Quant à nous, nous voyons simplement une guerre des riches contre les pauvres, un contrôle de la population et des tactiques de contre-insurrection pour garantir les privilèges et conserver le pouvoir.Gouverner signifie contrôler
Des scénarios de ce type permettent et légitiment la contre-insurrection locale et globale menée contre les populations pauvres et largement exclues des avantages du système. Les contrôles frontaliers renforcés, les caméras installées dans la ville et les démonstrations de force telles que CONEX’15 tentent d’instaurer un sentiment de sécurité et de stabilité autour des conditions de vie existantes. L’état de choc produit par ces spectacles-catastrophes fonctionne comme un outil de déstabilisation contrôlée qui vise à fonder le maintien de l’ordre public. Ils nous laisse sans voix et impuissants, désirant plus de sécurité et de protection, colonisant nos esprits et agissant dans nos vies quotidiennes.
La désertion préférable à l’obéissance
Nous ne voulons pas nous laisser gouverner par un Etat paranoïde. Nous ne voulons pas nous laisser enfermer dans l’ordre établi. Nous répondons au Capital et à l’exploitation par la solidarité; à l’impuissance par l’action collective.

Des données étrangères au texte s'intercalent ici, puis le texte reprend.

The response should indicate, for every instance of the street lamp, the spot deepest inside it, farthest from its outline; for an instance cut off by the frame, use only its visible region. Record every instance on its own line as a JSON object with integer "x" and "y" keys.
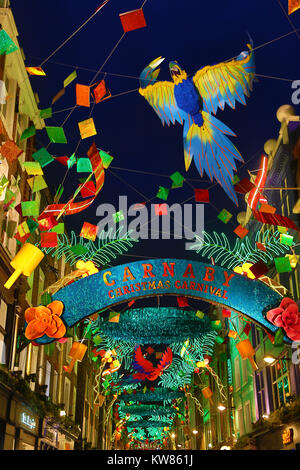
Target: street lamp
{"x": 221, "y": 407}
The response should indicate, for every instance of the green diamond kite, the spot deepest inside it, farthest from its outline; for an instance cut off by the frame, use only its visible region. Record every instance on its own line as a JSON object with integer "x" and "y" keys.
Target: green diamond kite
{"x": 84, "y": 165}
{"x": 163, "y": 193}
{"x": 106, "y": 159}
{"x": 43, "y": 157}
{"x": 30, "y": 208}
{"x": 118, "y": 216}
{"x": 70, "y": 78}
{"x": 7, "y": 46}
{"x": 286, "y": 239}
{"x": 177, "y": 179}
{"x": 59, "y": 228}
{"x": 29, "y": 132}
{"x": 46, "y": 113}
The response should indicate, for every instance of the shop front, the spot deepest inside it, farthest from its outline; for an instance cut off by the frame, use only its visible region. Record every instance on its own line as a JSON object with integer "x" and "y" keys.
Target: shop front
{"x": 285, "y": 437}
{"x": 26, "y": 426}
{"x": 49, "y": 436}
{"x": 3, "y": 415}
{"x": 65, "y": 440}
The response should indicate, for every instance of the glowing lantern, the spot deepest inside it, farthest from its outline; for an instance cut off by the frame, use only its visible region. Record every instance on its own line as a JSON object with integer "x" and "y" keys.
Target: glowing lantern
{"x": 77, "y": 353}
{"x": 245, "y": 270}
{"x": 246, "y": 351}
{"x": 294, "y": 259}
{"x": 25, "y": 262}
{"x": 232, "y": 334}
{"x": 207, "y": 393}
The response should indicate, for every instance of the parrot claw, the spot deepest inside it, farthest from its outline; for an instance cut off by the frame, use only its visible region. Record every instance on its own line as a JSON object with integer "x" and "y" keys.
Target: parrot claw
{"x": 156, "y": 62}
{"x": 149, "y": 74}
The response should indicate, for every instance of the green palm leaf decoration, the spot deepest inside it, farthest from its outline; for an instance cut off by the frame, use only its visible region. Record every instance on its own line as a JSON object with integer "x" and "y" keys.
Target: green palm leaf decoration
{"x": 108, "y": 247}
{"x": 244, "y": 250}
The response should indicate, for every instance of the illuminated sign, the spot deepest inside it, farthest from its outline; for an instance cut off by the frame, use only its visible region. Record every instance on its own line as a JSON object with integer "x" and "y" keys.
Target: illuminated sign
{"x": 287, "y": 436}
{"x": 182, "y": 278}
{"x": 28, "y": 421}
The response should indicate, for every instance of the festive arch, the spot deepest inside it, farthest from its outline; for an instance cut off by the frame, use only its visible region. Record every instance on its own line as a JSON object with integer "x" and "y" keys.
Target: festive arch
{"x": 179, "y": 277}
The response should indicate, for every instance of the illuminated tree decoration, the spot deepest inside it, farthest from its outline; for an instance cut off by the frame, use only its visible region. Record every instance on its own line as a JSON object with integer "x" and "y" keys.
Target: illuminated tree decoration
{"x": 108, "y": 247}
{"x": 146, "y": 410}
{"x": 244, "y": 250}
{"x": 154, "y": 325}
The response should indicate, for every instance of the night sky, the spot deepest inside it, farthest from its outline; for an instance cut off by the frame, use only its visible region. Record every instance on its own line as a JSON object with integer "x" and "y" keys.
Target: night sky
{"x": 195, "y": 33}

Nous ne sommes pas des idiots inaptes à l’action et nous ne voulons pas assister passivement à cette guerre que mène l’Etat contre des pauvres et des exclus munis de „faux papiers“. Nous invitons donc tous les antimilitaristes, tous les antiautoritaires et plus largement tous ceux qui n’ont pas accès aux privilèges jalousement gardés par les élites à venir à Bâle du 16 au 25 septembre. Nous vous invitons pour ne pas laisser nos vies et la ville dans laquelle nous vivons se faire militariser. Accrochez à vos fenêtres des pancartes disant „CONEX dégage!“. Refusez à la troupe de se restaurer dans vos bars et cafés. Refusez de servir les soldats. Ils servent l’élite, pas nous! Engageons-nous ensemble pour troubler les interventions militaires. Montrons-leur qu’ils sont malvenus. Nous leur disons : „Désertez!“
Manifs, actions & discussions
Plusieurs manifs et actions sont déjà prévues du 17 au 20 septembre. Prenez note de la date et venez toutes et tous à Bâle. Il y aura des points de contact sur place pour vous informer. Nous vous appelons à réfléchir à la manière adéquate dont vous pourriez agir et à choisir les moyens qui vous paraîtront appropriés. Non seulement dans les jours et les semaines qui précéderont mais aussi lors du déroulement de CONEX’15, il nous faudra ouvrir des espaces où nous retrouver, pour échanger et approfondir les questions de fond. L’exercice militaire ne dure que quelques jours, mais notre combat contre toute forme de domination est quotidien. Car il ne suffit pas seulement de revendiquer l’abolition de l’armée, de critiquer la participation discrète de la Suisse aux guerres partout dans le monde ou aux projets de recherche pour les œuvres militaires ou encore de dénoncer le lobby de l’armement.
Développons la solidarité et l’entraide mutuelle au lieu de la menace, de la peur et de la conservation des privilèges !
Contre ce monde de domination, construisons nos mondes!